I received an email regarding LDN in a mailer sent out by the Multiple Sclerosis International Federation.  The email, discussing research published last month, said:
The use of low dose naltrexone (LDN) in patients with MS in clinical practice is controversial. This study examined the long term effects of the opioid growth factor (OGF, [Met5]-enkephalin) and LDN on expression of myelin oligodendrocyte glycoprotein (MOG)-induced [experimental autoimmune encephalomyelitis] (EAE). The results indicate that treatment with LDN and OGF had no deleterious long-term repercussions and did not exacerbate EAE, but i) halted progression of disease, ii) reversed neurological deficits, and iii) prevented the onset of neurological dysfunction across a considerable span of time.
That may not make a whole lot of sense, but I think the important take-away is that no harmful, long-term, side-effects of LDN were noted, but results showed that LDN halted the progression of the MS disease, reversed neurological deficits, and prevented the onset of additional neurological dysfunction.

I think we should really be looking into this more!  It sounds like it is a promising option for treating MS, but has not gained enough notoriety and funding to get FDA approval.

Another area of research that was discussed in the mailer from the Multiple Sclerosis International Federation was regarding second-hand smoke and its association with an increased risk of developing MS.  The mailer stated:
Exposure to environmental tobacco smoke is associated with increased risk for MS:
This interesting population-based case-control study reports the incidence of passive smoking in patients with MS and controls who had never smoked. Through comparison of rates of the incidence of multiple sclerosis among never-smokers who had been exposed to passive smoking and comparison with that of never-smokers who had never been exposed, an odds ratio was calculated of 1.3 (95% CI 1.1-1.6). The authors also found that the risk increased with increasing duration of exposure to passive smoke.
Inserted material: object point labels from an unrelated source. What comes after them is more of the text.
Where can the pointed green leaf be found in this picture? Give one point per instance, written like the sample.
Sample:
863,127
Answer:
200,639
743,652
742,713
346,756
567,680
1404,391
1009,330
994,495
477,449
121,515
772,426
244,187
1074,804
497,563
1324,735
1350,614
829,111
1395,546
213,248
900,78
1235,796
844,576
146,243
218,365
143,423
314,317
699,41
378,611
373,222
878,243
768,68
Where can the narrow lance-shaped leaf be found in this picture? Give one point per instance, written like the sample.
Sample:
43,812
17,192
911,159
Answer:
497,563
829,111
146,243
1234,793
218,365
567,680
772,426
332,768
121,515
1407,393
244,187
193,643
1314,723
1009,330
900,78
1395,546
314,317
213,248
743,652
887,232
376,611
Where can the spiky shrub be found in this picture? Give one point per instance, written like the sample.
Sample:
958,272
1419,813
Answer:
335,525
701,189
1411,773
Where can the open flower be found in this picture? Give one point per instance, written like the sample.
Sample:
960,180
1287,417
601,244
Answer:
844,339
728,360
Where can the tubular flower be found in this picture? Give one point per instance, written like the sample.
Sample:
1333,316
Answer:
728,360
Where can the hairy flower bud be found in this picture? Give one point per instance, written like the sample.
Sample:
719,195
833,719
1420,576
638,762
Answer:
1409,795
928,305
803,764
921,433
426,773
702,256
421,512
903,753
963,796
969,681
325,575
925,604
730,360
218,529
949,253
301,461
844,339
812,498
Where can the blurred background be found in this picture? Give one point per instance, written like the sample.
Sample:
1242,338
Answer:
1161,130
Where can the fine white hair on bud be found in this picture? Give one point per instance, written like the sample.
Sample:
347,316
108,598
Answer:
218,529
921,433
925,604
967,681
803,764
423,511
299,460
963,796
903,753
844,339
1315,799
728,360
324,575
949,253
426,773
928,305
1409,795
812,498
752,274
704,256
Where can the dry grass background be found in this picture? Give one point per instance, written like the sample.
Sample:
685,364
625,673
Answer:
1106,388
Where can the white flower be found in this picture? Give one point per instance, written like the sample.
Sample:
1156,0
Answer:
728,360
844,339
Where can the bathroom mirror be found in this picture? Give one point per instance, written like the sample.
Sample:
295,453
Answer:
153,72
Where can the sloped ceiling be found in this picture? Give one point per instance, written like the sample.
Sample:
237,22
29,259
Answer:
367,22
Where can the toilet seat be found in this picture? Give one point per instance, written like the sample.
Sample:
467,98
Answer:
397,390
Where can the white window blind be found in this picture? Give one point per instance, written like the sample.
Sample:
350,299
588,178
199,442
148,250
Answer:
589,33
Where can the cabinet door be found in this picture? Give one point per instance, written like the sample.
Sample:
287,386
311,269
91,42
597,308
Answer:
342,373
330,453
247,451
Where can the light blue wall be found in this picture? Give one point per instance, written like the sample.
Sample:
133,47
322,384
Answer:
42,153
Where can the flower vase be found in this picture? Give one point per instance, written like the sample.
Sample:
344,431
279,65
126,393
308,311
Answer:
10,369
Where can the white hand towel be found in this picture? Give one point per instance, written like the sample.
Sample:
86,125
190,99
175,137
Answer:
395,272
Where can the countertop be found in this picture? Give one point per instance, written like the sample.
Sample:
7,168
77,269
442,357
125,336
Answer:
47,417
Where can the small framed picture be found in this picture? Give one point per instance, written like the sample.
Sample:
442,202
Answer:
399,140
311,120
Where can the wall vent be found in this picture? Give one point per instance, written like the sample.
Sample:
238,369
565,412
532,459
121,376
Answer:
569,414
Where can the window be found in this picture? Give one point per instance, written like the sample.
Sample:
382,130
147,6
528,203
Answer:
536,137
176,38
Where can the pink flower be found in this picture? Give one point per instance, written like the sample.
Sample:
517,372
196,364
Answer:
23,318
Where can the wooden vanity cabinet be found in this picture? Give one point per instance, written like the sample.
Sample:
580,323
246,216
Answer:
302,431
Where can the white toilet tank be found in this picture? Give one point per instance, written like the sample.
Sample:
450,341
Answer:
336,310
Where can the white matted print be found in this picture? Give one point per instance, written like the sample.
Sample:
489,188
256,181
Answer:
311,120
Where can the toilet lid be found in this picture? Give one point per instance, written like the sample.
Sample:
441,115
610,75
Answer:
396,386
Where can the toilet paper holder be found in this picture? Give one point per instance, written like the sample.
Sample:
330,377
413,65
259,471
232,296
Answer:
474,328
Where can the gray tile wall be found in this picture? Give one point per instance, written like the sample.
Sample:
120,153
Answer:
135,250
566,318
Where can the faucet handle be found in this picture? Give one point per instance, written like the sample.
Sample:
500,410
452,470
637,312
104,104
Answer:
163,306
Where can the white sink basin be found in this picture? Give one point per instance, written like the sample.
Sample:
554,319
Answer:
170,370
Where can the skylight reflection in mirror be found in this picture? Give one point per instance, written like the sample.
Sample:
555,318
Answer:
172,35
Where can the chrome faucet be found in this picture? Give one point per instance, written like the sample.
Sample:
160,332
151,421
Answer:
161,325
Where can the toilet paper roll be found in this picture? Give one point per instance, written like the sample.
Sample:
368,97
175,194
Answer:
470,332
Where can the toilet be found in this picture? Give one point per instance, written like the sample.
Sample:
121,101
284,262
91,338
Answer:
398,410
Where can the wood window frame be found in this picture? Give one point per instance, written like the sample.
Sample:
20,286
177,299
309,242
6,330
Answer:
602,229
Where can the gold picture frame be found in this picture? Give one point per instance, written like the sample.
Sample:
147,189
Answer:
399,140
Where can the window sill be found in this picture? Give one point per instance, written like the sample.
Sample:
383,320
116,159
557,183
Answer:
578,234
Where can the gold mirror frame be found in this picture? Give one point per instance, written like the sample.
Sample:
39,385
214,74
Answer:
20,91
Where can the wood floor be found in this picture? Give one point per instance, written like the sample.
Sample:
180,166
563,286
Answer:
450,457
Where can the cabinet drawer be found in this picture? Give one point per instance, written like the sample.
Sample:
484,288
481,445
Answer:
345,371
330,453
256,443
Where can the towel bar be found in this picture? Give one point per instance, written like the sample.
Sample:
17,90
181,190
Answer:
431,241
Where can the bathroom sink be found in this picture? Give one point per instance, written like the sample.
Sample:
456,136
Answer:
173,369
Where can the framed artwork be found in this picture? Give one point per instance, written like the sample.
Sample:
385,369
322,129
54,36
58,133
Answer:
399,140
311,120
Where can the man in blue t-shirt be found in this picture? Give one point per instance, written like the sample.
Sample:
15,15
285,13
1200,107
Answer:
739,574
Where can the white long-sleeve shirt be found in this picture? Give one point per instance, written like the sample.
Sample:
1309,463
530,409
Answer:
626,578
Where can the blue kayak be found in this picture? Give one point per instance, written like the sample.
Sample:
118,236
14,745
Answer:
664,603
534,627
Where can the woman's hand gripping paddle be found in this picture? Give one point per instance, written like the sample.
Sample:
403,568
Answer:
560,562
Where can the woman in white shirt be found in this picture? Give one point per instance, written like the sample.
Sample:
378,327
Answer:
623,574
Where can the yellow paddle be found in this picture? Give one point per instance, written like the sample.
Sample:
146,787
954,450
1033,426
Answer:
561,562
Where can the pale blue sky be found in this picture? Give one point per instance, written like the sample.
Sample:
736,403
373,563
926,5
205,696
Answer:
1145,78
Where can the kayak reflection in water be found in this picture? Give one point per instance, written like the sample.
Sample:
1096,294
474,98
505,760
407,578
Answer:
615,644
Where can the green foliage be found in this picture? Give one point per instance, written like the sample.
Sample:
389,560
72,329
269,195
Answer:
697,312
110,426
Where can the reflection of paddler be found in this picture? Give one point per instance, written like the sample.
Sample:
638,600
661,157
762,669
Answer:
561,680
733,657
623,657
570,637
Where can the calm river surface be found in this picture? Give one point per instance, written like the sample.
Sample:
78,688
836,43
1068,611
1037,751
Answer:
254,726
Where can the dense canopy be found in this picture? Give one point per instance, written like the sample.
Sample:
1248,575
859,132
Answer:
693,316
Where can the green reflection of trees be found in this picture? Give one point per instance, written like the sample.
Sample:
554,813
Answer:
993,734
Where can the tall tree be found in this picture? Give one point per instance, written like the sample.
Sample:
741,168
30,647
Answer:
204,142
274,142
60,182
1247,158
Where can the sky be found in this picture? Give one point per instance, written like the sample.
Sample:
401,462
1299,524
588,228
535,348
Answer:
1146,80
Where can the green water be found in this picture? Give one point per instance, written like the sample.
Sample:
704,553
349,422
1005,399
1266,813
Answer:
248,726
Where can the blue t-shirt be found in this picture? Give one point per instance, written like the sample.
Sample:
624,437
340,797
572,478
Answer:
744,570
The authors conclude that passive smoking is associated with an increased risk of developing MS, and that the underlying mechanism may relate to irritation within the lung, as oral tobacco in the form of moist snuff is not associated with increased risk.
The increased risk of developing MS by smoking was discussed in the 2/14/11 Teleconference.  I didn't pay too munch attention to it, however, because I have never smoked so it clearly didn't apply to me.  However, this study seems to show that ANY exposure to cigarette smoke is associated with an increased risk of developing MS.  This is disturbing, considering most public places, including restaurants had "smoking sections" (where you, in the non-smoking section, could still smell the smoke) until very recently.  I am sure there are still places that allow smoking in public places, but luckily many towns/cities across the country have banned smoking in bars and restaurants.  I was rarely exposed to smoke as a child, but I do recall being at restaurants, in the "non-smoking section" and being bothered by the smoke wafting in from the "smoking section."  As I grew older, I was exposed to smoke a little more although I tended to avoid it at all costs.  I cannot say that I believe that second-hand smoke was a major contributing factor to me developing MS, but, according to this study, it could have played a small role.  So the lesson to be learned is that smoking is bad, whether you are the smoker or just around smokers.  I know this is not new, earth-shattering news, but it is one more way we know that smoking is bad.